For the Bible states; “Immediately his mouth was opened, his tongue freed, and he began to speak, praising God.” (Luke1:64) Praising God for, for what?  I believe he started praising God for his 9 months of silence.  For his 9 months to pray, observe and wait.  For His chance to review what his life had been and what he once saw as mundane and maybe even as a rut now had meaning and purpose for all of it, everything he had ever done had all led up to this moment the fulfillment of a prophecy and a story that only he could tell from the beginning for he is the only one that was in on it from the beginning.


“Then fear came upon all their neighbors, and all these matters were discussed throughout the hill country of Judea. All who heard these things took them to heart, saying, ‘What, then, will this child be?’ For surely the hand of the Lord was with him.”  (Luke 1:66)

I find this odd and yet somewhat expected of human nature.  The initial reaction is fear.  There is no mention of fear when a priest comes out of the temple fully dumb and gesturing trying to communicate what had just happened.  No mention of fear when they can see that he truly had some experience of God.  No mention of fear when a woman who has been barren suddenly comes out of seclusion 5 months pregnant. 

Yet a man is suddenly relieved of his affliction and starts to praise God for the miracles he is witness too and now there is fear!  Why, because the name of God is spoken aloud in Joy?   Why because a prophecy is fulfilled? Or is it more to do with the Prophecy, today’s reading, the Canticle of Zachariah.

For now God is no longer silent. Zachariah proclaims and claims all That which the people had read so much about as happening to the father of faith, patriarch Abraham, and through the generations  of prophets and to the people -
- that was now continuing and coming to fruition among them!

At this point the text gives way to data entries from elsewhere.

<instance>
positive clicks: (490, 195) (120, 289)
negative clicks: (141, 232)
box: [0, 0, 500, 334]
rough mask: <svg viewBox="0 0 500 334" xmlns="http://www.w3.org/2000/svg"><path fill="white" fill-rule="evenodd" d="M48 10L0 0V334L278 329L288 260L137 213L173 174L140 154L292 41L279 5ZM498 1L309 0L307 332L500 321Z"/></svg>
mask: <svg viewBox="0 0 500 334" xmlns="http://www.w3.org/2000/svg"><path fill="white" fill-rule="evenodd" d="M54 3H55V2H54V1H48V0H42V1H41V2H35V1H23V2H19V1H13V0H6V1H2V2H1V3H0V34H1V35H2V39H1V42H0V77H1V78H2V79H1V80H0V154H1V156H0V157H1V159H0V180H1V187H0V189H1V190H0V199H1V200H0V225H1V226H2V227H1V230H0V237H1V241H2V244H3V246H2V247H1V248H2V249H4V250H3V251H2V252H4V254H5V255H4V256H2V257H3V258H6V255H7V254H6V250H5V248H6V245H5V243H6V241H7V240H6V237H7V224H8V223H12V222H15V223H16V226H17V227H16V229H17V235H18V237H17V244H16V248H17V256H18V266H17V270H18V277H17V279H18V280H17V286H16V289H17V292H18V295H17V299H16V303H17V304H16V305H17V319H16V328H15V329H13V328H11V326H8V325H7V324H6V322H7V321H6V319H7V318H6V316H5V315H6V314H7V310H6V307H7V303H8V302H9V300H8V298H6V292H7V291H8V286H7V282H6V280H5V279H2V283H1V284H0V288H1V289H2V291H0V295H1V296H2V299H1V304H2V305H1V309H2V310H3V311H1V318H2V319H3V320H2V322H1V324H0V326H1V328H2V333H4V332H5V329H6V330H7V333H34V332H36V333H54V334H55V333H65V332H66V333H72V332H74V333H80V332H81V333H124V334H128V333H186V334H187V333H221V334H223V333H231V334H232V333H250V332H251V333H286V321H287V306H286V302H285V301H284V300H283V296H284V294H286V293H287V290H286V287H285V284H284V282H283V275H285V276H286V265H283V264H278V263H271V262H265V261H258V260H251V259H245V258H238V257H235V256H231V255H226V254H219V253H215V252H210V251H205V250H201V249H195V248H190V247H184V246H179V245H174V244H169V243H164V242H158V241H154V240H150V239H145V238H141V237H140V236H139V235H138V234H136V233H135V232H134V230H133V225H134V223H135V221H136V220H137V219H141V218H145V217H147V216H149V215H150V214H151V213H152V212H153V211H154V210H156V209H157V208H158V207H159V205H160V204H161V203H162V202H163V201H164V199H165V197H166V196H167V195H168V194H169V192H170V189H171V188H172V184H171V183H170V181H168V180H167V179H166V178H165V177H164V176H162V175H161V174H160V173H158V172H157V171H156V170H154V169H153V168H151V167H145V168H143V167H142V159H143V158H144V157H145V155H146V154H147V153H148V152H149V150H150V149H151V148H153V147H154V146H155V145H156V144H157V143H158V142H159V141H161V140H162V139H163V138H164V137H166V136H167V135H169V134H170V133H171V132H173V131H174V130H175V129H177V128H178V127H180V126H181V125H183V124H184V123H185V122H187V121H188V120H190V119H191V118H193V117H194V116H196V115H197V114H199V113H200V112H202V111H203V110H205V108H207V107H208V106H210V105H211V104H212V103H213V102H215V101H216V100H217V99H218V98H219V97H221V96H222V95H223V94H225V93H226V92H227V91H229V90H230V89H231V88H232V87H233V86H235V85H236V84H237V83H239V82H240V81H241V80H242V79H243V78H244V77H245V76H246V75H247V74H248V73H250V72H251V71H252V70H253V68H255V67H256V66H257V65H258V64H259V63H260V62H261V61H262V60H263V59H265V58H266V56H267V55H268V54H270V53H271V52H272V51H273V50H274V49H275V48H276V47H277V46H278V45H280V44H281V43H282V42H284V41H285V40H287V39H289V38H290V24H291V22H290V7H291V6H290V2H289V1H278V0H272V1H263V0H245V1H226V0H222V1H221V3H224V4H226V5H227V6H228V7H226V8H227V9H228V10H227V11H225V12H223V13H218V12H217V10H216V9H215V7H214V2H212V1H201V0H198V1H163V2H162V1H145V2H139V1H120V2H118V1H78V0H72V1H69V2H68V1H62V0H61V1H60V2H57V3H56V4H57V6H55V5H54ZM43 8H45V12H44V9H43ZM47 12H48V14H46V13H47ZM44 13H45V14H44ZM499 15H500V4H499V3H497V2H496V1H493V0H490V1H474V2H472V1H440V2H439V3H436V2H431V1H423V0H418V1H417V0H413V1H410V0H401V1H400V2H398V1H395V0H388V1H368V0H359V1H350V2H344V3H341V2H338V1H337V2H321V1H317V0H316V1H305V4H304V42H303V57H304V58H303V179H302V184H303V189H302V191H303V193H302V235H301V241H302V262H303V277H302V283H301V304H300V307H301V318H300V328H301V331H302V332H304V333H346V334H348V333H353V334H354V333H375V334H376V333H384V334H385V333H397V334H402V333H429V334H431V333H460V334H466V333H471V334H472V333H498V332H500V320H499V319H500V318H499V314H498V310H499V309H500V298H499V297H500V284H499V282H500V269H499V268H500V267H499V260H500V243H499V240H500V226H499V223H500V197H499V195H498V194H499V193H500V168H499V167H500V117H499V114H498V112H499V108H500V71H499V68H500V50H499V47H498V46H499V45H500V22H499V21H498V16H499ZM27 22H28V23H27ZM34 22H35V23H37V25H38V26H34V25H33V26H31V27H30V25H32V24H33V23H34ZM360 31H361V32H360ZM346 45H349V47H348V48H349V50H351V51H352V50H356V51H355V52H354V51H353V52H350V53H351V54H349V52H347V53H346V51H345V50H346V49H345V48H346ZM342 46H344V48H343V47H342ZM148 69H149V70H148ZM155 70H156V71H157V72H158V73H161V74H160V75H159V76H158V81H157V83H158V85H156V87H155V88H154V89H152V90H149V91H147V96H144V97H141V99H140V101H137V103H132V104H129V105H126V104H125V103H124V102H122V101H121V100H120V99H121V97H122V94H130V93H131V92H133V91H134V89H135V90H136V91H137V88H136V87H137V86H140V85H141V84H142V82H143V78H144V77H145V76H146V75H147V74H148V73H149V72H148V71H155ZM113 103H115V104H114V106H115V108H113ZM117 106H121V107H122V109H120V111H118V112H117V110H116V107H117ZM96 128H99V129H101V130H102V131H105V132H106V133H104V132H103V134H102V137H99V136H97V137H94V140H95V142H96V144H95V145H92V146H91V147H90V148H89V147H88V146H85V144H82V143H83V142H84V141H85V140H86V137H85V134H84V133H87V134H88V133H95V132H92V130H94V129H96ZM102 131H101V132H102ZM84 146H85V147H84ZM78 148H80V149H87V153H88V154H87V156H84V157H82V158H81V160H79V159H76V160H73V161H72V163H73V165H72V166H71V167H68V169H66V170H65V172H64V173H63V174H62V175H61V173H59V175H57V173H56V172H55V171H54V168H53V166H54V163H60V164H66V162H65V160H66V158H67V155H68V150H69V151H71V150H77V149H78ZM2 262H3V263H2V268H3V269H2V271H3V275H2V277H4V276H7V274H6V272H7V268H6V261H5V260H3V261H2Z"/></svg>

And more would be to come. That's what the prophetic song speaks of - loud and clear for all to hear. No more silence here!
God is redeeming the people. Meaning God is coming to push their enemy out of the way. God is coming to set them free. God is about to become God incarnate, the Human One who would bring salvation to all people.

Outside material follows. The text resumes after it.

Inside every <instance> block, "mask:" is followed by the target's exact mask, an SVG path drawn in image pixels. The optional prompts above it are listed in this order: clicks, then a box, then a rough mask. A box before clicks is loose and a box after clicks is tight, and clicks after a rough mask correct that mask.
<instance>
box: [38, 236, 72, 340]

There would be a future without fear where they could live in the presence of the Holy One, serving the Creator in holiness and righteousness. Meaning they would have the assurance of belonging to God – whole-ly and completely.  They would be able to focus on living God’s will and focusing on being a people of God – living rightly and freely. Nothing would be able to rip them away from God ever again.
No more silence.
No more distance.
No more waiting for distant prophesies to be fulfilled.

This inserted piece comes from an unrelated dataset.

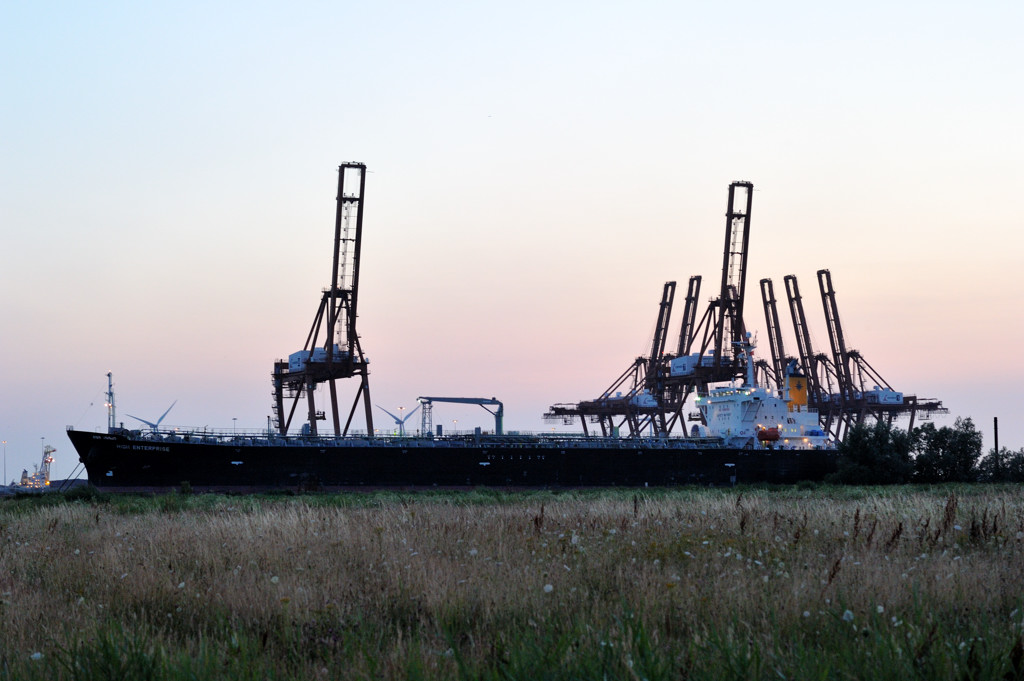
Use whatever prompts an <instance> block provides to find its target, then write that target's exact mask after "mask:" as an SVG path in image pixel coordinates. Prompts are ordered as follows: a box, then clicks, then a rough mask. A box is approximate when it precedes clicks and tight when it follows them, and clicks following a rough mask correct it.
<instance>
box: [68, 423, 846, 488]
mask: <svg viewBox="0 0 1024 681" xmlns="http://www.w3.org/2000/svg"><path fill="white" fill-rule="evenodd" d="M68 434H69V436H70V438H71V440H72V442H73V443H74V445H75V449H76V450H77V451H78V454H79V459H80V461H81V462H82V463H83V464H84V465H85V469H86V471H87V473H88V477H89V482H90V483H91V484H92V485H94V486H96V487H97V488H100V490H109V491H138V490H150V491H161V490H172V488H178V487H181V486H182V485H183V484H187V485H188V486H189V487H191V488H193V490H197V491H225V492H229V491H239V492H242V491H264V490H289V488H290V490H302V488H305V490H341V488H353V487H355V488H358V487H368V488H372V487H466V486H469V487H473V486H501V487H577V486H613V485H618V486H647V485H651V486H655V485H656V486H662V485H679V484H716V485H718V484H732V483H735V482H743V483H745V482H775V483H793V482H797V481H800V480H820V479H821V478H823V477H824V476H825V475H826V474H827V473H828V472H830V471H831V470H835V466H836V453H835V451H806V450H804V451H800V450H784V451H779V450H762V449H758V450H732V449H722V448H716V446H700V445H693V444H690V443H688V442H685V441H680V440H664V439H663V440H659V439H649V440H646V439H614V440H610V439H603V438H589V439H573V438H554V437H552V438H548V437H519V438H516V437H502V436H499V437H489V438H488V437H486V436H484V437H479V436H477V437H473V436H469V437H465V438H437V439H433V438H419V437H408V438H394V439H385V438H374V439H351V438H346V439H335V438H332V439H324V440H316V439H312V440H309V439H307V440H301V439H299V438H295V439H289V440H284V439H281V438H279V439H278V440H264V441H260V440H253V439H250V438H233V439H232V438H222V439H218V438H214V437H200V436H196V437H193V438H187V439H186V438H182V437H158V436H142V437H140V436H138V434H132V433H126V432H124V433H113V434H108V433H96V432H87V431H74V430H70V431H69V433H68Z"/></svg>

That's Zechariah's song, a song of hope, a song of prophecy, a song with which all the events of the advent season are ignited. Now God is once again active in the world, never to be silent again. “Blessed be the Lord God of Israel for he has looked favorably on his people.” (Luke1:68)
In this, our advent time, we take time to remember how people prepared for the coming of the Christed One, the anointed one, the One in whom the saving power of God was manifested in human flesh. We prepare to celebrate the birth of Jesus Christ physically in this world over 2000 years ago and daily in us. Daily, in moments of silence, daily in those times when we choose to stop and see God active in our lives and we can proclaim, because of this, our lives are never mundane and that; “By the tender mercy of our God, the dawn from on high will break upon us, to give light to those who sit in darkness and in the shadow of death, to guide our feet into the way of peace.”

Blessings






[1] Advent Meditations Fromt He Writings of Henri Nouwen (Fenton, MO: Creative Communications for the pariash, 2007), 10.